Dive Brief:
- The FDA has rescheduled its review panel for Sarepta Therapeutics muscle wasting drug eteplirsen to April 25, after it postponed the original review in January due to snowy weather in Washington, D.C.
- Sarepta's eteplirsen is in development for the treatment of a subset of patients with Duchenne's musculer dystrophy (DMD). Mainly affecting young men, DMD is a rare genetic disease which leads to progressive muscle wasting and usually proves fatal before the age of 30.
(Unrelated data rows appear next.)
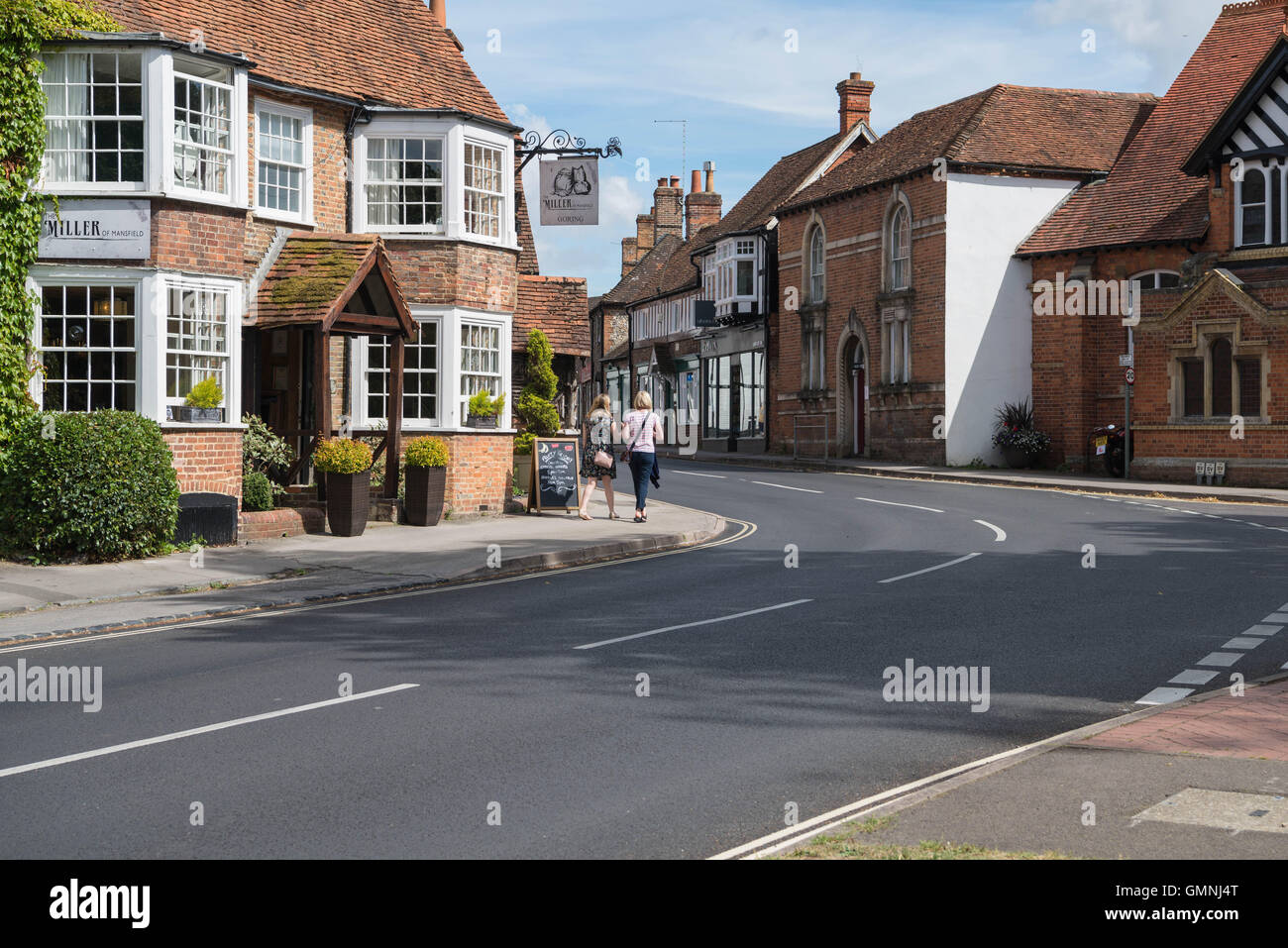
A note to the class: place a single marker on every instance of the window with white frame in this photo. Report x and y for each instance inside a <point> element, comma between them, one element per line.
<point>282,156</point>
<point>204,119</point>
<point>484,188</point>
<point>93,119</point>
<point>404,183</point>
<point>816,265</point>
<point>481,361</point>
<point>89,347</point>
<point>900,248</point>
<point>197,333</point>
<point>420,376</point>
<point>897,346</point>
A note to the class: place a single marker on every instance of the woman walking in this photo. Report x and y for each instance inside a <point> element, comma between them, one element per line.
<point>642,430</point>
<point>597,436</point>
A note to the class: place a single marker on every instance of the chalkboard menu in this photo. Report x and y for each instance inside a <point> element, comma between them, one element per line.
<point>554,474</point>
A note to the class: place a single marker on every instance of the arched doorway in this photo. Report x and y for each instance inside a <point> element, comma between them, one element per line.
<point>855,373</point>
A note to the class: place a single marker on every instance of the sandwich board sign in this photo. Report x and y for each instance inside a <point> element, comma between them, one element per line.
<point>555,484</point>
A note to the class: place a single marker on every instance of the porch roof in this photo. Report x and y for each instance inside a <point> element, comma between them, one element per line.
<point>340,282</point>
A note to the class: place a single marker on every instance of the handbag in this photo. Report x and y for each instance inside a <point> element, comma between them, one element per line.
<point>626,455</point>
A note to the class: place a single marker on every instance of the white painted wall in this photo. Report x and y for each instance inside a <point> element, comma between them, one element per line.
<point>988,330</point>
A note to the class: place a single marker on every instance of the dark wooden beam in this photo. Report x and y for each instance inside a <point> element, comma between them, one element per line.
<point>394,438</point>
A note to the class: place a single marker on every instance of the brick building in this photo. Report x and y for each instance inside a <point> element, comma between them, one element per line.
<point>903,316</point>
<point>331,226</point>
<point>1192,223</point>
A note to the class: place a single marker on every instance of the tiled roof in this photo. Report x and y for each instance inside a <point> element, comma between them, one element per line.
<point>314,274</point>
<point>390,52</point>
<point>557,305</point>
<point>1072,130</point>
<point>643,281</point>
<point>776,187</point>
<point>1147,198</point>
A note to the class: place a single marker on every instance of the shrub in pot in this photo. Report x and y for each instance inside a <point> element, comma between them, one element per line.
<point>257,491</point>
<point>201,403</point>
<point>425,480</point>
<point>347,466</point>
<point>484,410</point>
<point>95,485</point>
<point>1014,433</point>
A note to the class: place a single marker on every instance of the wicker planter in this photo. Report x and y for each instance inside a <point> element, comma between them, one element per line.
<point>198,416</point>
<point>424,488</point>
<point>348,502</point>
<point>1019,459</point>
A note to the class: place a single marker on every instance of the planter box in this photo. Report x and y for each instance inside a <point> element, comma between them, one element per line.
<point>348,501</point>
<point>197,416</point>
<point>425,489</point>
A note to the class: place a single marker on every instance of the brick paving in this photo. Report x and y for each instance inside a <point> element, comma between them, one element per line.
<point>1252,727</point>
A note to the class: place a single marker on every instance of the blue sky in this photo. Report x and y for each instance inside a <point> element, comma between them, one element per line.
<point>612,68</point>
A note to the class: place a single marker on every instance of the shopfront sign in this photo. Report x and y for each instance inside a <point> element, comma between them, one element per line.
<point>97,230</point>
<point>570,192</point>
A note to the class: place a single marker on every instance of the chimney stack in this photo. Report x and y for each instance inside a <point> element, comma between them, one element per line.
<point>855,94</point>
<point>668,207</point>
<point>702,207</point>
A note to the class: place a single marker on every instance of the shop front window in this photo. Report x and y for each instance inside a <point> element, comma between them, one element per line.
<point>88,348</point>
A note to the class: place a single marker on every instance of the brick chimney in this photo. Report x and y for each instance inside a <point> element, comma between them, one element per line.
<point>668,207</point>
<point>855,94</point>
<point>702,207</point>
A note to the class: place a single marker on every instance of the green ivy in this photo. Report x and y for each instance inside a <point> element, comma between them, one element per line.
<point>25,27</point>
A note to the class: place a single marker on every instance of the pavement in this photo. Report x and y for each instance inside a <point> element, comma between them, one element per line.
<point>999,476</point>
<point>1206,779</point>
<point>39,601</point>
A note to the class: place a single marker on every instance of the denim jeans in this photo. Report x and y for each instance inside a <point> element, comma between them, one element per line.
<point>642,468</point>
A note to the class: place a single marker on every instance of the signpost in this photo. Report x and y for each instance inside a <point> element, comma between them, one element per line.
<point>554,483</point>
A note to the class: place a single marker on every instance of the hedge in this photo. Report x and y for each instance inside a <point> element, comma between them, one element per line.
<point>94,485</point>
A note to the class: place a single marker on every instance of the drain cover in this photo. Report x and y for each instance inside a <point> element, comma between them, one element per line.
<point>1223,810</point>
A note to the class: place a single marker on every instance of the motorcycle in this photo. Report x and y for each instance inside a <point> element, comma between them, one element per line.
<point>1111,443</point>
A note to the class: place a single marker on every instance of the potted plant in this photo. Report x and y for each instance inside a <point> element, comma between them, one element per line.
<point>484,410</point>
<point>347,466</point>
<point>201,403</point>
<point>425,480</point>
<point>1014,433</point>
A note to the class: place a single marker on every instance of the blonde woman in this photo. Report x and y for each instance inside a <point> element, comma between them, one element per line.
<point>642,430</point>
<point>597,436</point>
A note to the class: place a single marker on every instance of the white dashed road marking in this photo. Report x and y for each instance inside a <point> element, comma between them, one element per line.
<point>922,572</point>
<point>892,504</point>
<point>1166,695</point>
<point>785,487</point>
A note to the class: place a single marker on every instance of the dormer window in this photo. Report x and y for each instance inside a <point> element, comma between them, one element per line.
<point>94,119</point>
<point>204,119</point>
<point>1252,202</point>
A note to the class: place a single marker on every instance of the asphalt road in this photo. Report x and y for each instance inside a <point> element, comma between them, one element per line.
<point>511,741</point>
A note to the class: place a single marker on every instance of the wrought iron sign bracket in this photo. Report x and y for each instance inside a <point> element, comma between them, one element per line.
<point>561,142</point>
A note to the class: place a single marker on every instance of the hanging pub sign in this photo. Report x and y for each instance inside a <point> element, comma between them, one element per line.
<point>570,191</point>
<point>97,230</point>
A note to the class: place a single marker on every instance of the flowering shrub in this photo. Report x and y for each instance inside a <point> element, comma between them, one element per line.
<point>343,456</point>
<point>426,453</point>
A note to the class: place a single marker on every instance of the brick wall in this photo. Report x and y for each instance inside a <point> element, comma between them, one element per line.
<point>900,417</point>
<point>206,460</point>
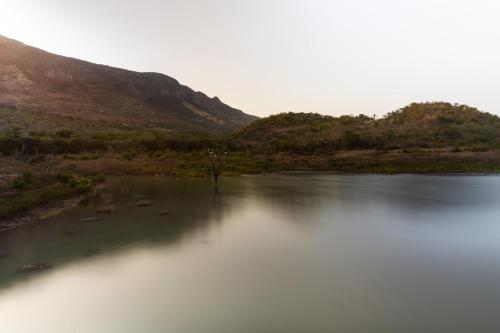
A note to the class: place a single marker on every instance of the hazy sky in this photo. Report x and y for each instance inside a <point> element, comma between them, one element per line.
<point>269,56</point>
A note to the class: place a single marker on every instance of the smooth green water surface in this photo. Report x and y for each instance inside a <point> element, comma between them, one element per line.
<point>283,253</point>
- In January, the FDA rejected another DMD treatment being developed by Biomarin, dashing the hopes of many patient advocates who were hoping for a new treatment. There are no drugs approved for DMD in the U.S. (Biomarin's drisapersen is still under review in the E.U.)
Dive Insight:
Sarepta has worked hard to generate compelling data for the FDA in line with standard clinical trial expectations, using historical control data to provide a context for analysis.
In October 2015, Sarepta announced positive results from a pivotal phase 2b trial in which treatment with eteplirsen resulted in a statistically significant advantage of 151 meters in the 6-minute walk test. In addition, the muscle biopsy data show an increased production of dystrophin, the missing protein needed to enhance muscle function in boys with DMD, in all of the patients.
However, FDA staff strongly questioned the persuasiveness of Sarepta's clinical trial data in a January report. The staff expressed its concerns about Sarepta's very small clinical trial size and the reliability of the 6-minute walk test.
The FDA will be reviewing Sarepta's data, in addition to other information culled from various sources, including patient advocates and parents of boys with DMD. The meeting, which is open to the public, will be held on April 25 from 8 am to 5:30 pm.